The focus is so heavily on Oskar in the first two-thirds of the novel that when Kurt’s first person narration appears, it’s initially very jarring. But it’s also crucial to understanding his motivation and the ways he contrasts with Oskar.
Oskar is clearly the center of the book. It’s his consciousness that inhabits the narration of the book, even though it’s mostly written in the third person. But I wanted to show how Oskar and Kurt were similar, despite their very different decisions towards the rise of the Nazis. I was interested in what motivated certain Austrians, and other Europeans, to play along or even embrace the changes that were taking place, while others resisted, didn’t go with the flow. I had originally thought of telling half the book from Voxlauer’s perspective and half from Kurt’s perspective, and in the long run I abandoned that approach as too jarring. If you’d gone through half the book with Voxlauer and formed very strong attachments to him, it seemed a shame to abandon that… although it could have been an interesting effect.
Kurt’s embracing of the Nazi’s anti-Semitic agenda isn’t even particularly rooted in the hatred of Jews as a class. It’s an opportunity for him to get back at one Jew he thinks ruined his family’s life.
I did want to emphasize that most of the virulent anti-Semitic agitation was rooted in personal interests. That’s why the competing innkeeper in town, for example, is such a big supporter. But Kurt’s a slightly different case; there’s a sense that he’s rationalizing his rapid ascent up the Nazi hierarchy as a way to avenge the way his family was, as he sees it, screwed over by a tyrannical overseer. But if anti-Semitism had not been prevalent in his culture, he would, out of self-interest, bury that resentment deeply. He would say or do anything to succeed.
So you’re living in Park Slope now. I imagine you probably have windows in your new apartment.
Oh, it’s so great. Living for those two years in that shithole… not only did it enable me to write this book, it guaranteed that I’ll never again take for granted where I live. My new apartment is beautiful. I can look out the window and see the treetops in the park, it’s sunny and it’s clean… it’s great. It’s a little harder to work because I can look out the window now, but it’s fantastic.
Your next novel looks at American history, right?
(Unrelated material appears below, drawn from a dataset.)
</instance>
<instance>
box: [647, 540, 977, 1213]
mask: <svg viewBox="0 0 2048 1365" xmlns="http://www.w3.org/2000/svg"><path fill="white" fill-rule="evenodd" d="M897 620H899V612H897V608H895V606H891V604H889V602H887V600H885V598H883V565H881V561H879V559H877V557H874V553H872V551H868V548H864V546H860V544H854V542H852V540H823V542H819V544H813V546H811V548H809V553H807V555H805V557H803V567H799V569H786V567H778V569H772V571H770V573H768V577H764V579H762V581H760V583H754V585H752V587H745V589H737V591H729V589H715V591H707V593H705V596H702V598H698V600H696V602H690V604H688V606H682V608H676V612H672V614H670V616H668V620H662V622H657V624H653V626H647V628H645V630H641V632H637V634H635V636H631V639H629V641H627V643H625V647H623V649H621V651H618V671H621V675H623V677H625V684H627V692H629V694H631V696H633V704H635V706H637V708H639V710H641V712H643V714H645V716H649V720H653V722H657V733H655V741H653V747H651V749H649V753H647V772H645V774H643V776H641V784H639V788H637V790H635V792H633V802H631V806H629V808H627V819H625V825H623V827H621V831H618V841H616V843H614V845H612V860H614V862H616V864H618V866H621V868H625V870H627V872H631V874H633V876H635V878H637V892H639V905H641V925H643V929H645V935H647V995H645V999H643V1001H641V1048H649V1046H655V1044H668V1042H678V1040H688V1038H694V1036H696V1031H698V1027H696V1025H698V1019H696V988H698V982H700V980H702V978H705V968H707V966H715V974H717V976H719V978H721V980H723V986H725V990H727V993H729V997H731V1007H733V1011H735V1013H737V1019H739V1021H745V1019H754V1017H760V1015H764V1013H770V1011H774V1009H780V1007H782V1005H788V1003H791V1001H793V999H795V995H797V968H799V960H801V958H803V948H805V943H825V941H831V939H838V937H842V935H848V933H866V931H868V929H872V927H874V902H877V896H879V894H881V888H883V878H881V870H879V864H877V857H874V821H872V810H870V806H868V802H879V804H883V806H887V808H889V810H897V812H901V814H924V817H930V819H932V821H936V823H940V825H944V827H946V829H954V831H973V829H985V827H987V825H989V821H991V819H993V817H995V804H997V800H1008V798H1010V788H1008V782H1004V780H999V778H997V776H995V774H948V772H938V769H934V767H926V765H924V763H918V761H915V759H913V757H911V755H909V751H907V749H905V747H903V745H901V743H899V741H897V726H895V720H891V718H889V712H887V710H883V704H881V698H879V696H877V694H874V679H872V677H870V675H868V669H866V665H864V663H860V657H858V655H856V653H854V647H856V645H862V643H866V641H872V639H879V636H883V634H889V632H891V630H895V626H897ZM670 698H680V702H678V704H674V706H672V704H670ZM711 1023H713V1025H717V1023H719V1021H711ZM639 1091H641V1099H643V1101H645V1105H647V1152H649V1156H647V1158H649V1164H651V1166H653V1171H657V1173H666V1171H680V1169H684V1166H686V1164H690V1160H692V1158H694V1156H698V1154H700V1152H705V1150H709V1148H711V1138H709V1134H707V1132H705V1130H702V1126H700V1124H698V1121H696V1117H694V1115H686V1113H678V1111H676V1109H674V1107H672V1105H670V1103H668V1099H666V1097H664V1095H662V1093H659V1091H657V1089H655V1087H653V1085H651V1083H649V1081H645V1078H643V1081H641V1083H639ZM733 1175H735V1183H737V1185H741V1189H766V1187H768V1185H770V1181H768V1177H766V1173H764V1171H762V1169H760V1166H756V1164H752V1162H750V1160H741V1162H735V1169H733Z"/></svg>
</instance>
Yes, but it’s very different. I’m not even thinking about it as a historical novel, because I don’t think it’ll be in a realist mode all the way through. It’s more of a cross between a Southern Gothic ghost story and a whodunit, with every chapter told in the first person from a different character’s perspective… I often conceive of my books as being more experimental than they end up being. I’ve learned that I have a strong sympathy for things like narrative continuity that I never had before writing this book.